Winston Peters obviously had something of a deprived childhood. Those cheap Christmas crackers whose contents, along with the mandatory plastic whistles and keyrings, inevitably include the old joke about there being too many "wong numbers in a Chinese telephone directory" must never have graced the Peters family's Yuletide dinner table.
Likewise, Peters' brothers must not have on-passed to Young Winston their copies of those bastions of such humour, the Beano and Dandy.
How else to explain Peters' "two Wongs don't make a right" excuse for a joke, which he purported to have been unaware of until a Chinese man in Beijing told him it.
Who does Peters think he is fooling? The joke is so old it creaks. His repeating of it at his party's campaign launch last Sunday was very deliberate.
Was it racist? Most certainly - especially in the eyes of the Chinese community, who should not have to put up with such childish tripe.

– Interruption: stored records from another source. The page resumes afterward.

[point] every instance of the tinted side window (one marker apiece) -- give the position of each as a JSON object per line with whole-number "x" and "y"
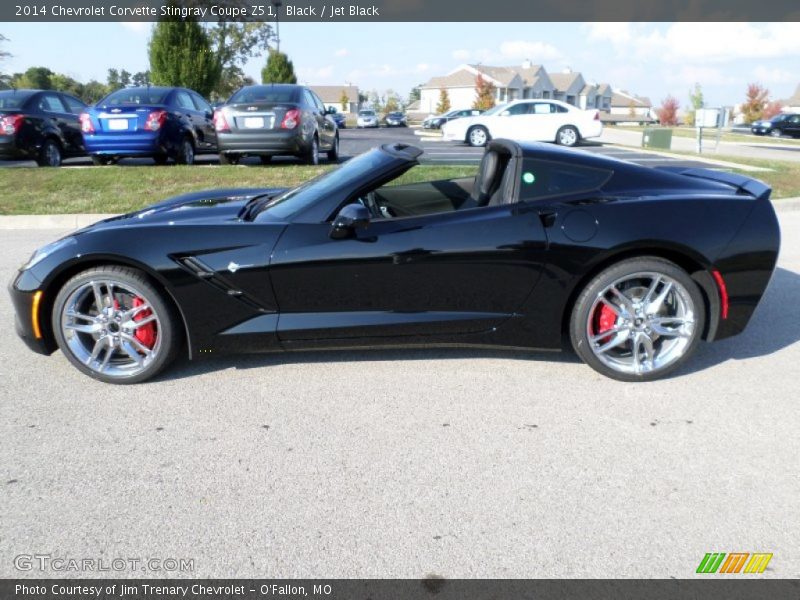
{"x": 544, "y": 179}
{"x": 183, "y": 100}
{"x": 51, "y": 103}
{"x": 74, "y": 105}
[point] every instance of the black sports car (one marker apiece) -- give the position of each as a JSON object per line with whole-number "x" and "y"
{"x": 633, "y": 265}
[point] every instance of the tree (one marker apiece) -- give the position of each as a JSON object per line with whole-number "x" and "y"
{"x": 772, "y": 109}
{"x": 180, "y": 55}
{"x": 279, "y": 69}
{"x": 444, "y": 102}
{"x": 485, "y": 93}
{"x": 233, "y": 45}
{"x": 756, "y": 102}
{"x": 668, "y": 112}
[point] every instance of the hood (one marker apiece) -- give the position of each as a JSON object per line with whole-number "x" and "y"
{"x": 204, "y": 207}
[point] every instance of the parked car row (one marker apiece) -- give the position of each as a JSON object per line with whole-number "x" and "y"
{"x": 166, "y": 123}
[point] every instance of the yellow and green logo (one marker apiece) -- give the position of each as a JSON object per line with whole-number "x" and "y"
{"x": 735, "y": 562}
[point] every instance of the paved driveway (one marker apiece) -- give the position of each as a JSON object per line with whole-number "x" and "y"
{"x": 408, "y": 463}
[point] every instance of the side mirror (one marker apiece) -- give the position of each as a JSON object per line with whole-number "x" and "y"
{"x": 351, "y": 217}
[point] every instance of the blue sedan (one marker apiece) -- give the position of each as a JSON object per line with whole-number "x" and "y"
{"x": 156, "y": 122}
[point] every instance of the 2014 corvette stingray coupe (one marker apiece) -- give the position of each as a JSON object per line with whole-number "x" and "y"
{"x": 544, "y": 246}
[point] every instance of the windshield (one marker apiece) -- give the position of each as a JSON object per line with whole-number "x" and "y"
{"x": 137, "y": 96}
{"x": 13, "y": 99}
{"x": 264, "y": 93}
{"x": 495, "y": 110}
{"x": 297, "y": 199}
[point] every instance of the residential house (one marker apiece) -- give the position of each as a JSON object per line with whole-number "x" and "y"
{"x": 331, "y": 96}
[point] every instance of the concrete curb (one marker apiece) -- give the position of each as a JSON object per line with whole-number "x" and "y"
{"x": 78, "y": 221}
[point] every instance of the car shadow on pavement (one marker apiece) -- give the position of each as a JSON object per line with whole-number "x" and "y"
{"x": 774, "y": 326}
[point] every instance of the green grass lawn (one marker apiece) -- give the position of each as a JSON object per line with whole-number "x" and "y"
{"x": 709, "y": 135}
{"x": 68, "y": 190}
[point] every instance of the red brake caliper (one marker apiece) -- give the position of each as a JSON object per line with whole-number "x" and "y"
{"x": 146, "y": 334}
{"x": 604, "y": 319}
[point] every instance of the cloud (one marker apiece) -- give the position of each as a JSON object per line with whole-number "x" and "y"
{"x": 140, "y": 27}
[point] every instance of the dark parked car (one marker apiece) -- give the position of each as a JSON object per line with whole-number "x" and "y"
{"x": 40, "y": 125}
{"x": 436, "y": 121}
{"x": 779, "y": 125}
{"x": 634, "y": 264}
{"x": 395, "y": 119}
{"x": 156, "y": 122}
{"x": 275, "y": 119}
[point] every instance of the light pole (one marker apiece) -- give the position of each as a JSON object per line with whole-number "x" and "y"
{"x": 277, "y": 4}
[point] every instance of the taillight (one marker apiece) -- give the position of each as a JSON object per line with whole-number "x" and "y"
{"x": 291, "y": 119}
{"x": 10, "y": 124}
{"x": 220, "y": 122}
{"x": 155, "y": 120}
{"x": 86, "y": 123}
{"x": 723, "y": 294}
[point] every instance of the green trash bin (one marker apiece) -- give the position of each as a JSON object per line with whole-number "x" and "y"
{"x": 660, "y": 138}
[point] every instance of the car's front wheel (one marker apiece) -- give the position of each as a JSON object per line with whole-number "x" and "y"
{"x": 478, "y": 136}
{"x": 49, "y": 154}
{"x": 567, "y": 136}
{"x": 638, "y": 320}
{"x": 114, "y": 325}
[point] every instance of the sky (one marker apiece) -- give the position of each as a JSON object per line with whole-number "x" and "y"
{"x": 653, "y": 60}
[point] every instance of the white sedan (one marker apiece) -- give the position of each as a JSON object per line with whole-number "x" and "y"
{"x": 527, "y": 120}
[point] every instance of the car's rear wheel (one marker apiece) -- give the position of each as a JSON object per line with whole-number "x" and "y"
{"x": 478, "y": 136}
{"x": 185, "y": 154}
{"x": 228, "y": 159}
{"x": 311, "y": 156}
{"x": 114, "y": 325}
{"x": 567, "y": 136}
{"x": 638, "y": 320}
{"x": 333, "y": 153}
{"x": 49, "y": 154}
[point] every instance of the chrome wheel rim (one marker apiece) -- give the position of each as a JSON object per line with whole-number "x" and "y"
{"x": 52, "y": 154}
{"x": 105, "y": 324}
{"x": 568, "y": 137}
{"x": 641, "y": 323}
{"x": 477, "y": 137}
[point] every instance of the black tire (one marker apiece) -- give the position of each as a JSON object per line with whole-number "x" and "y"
{"x": 228, "y": 159}
{"x": 185, "y": 155}
{"x": 49, "y": 154}
{"x": 587, "y": 301}
{"x": 568, "y": 136}
{"x": 478, "y": 136}
{"x": 169, "y": 328}
{"x": 311, "y": 155}
{"x": 333, "y": 153}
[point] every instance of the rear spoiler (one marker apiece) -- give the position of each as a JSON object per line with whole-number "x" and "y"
{"x": 748, "y": 185}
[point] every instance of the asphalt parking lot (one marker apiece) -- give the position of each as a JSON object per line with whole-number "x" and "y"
{"x": 456, "y": 463}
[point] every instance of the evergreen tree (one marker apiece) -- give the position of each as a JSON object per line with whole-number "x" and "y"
{"x": 279, "y": 69}
{"x": 181, "y": 55}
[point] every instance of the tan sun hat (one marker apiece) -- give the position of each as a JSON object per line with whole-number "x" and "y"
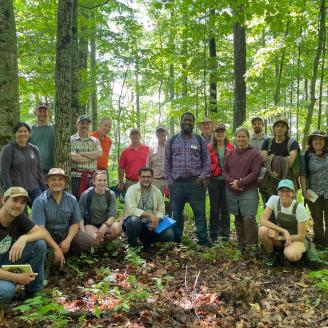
{"x": 56, "y": 171}
{"x": 16, "y": 192}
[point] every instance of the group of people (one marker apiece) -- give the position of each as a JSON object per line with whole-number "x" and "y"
{"x": 183, "y": 168}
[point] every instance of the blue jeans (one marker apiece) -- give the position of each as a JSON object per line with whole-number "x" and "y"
{"x": 33, "y": 254}
{"x": 194, "y": 194}
{"x": 135, "y": 228}
{"x": 219, "y": 216}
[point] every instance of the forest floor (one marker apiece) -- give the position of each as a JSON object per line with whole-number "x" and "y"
{"x": 175, "y": 286}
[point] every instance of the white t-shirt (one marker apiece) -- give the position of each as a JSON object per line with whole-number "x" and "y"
{"x": 301, "y": 214}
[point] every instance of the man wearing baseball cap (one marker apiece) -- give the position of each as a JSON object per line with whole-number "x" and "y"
{"x": 43, "y": 136}
{"x": 20, "y": 243}
{"x": 85, "y": 150}
{"x": 288, "y": 233}
{"x": 131, "y": 160}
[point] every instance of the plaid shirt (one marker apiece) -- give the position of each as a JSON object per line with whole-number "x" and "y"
{"x": 186, "y": 158}
{"x": 79, "y": 145}
{"x": 155, "y": 160}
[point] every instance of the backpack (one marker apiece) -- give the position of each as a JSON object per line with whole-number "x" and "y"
{"x": 87, "y": 215}
{"x": 296, "y": 167}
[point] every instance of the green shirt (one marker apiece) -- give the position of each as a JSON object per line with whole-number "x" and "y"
{"x": 44, "y": 138}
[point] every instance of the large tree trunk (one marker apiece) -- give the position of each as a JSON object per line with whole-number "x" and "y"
{"x": 93, "y": 80}
{"x": 212, "y": 64}
{"x": 321, "y": 33}
{"x": 63, "y": 85}
{"x": 83, "y": 61}
{"x": 9, "y": 103}
{"x": 239, "y": 41}
{"x": 75, "y": 66}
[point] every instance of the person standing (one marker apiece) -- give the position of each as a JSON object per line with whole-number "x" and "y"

Is it dated? Most definitely. If you have not heard of Beano or Dandy, let alone perused copies of either comic, then you are not part of New Zealand First's market demographic. And Peters would be delighted by that.
His success has always been based on picking up the votes of those who still live in the 1950s and 1960s and who considered The Benny Hill Show to be high art and saw nothing odd or unsettling in singers and dancers blackening their faces on The Black and White Minstrel Show.
It was a very different world - one which some New Zealanders have found hard to relinquish because the issues - like the television sets of the time - were always black and white.
Peters' drawcard - pulled out for the umpteenth time at Sunday's launch - is that he can re-create the Promised Land that was New Zealand in that era.
Peters knows that will not happen. He knows he is selling an illusion. Fine. That is his democratic right. But it is not within his rights to ferment a volatile political cocktail by not only pitting race against race, but also generation against generation.
Perhaps the real tragedy is that the rest of us are so bewitched by his oodles of charm that we find it impossible to ignore him. And more is the pity.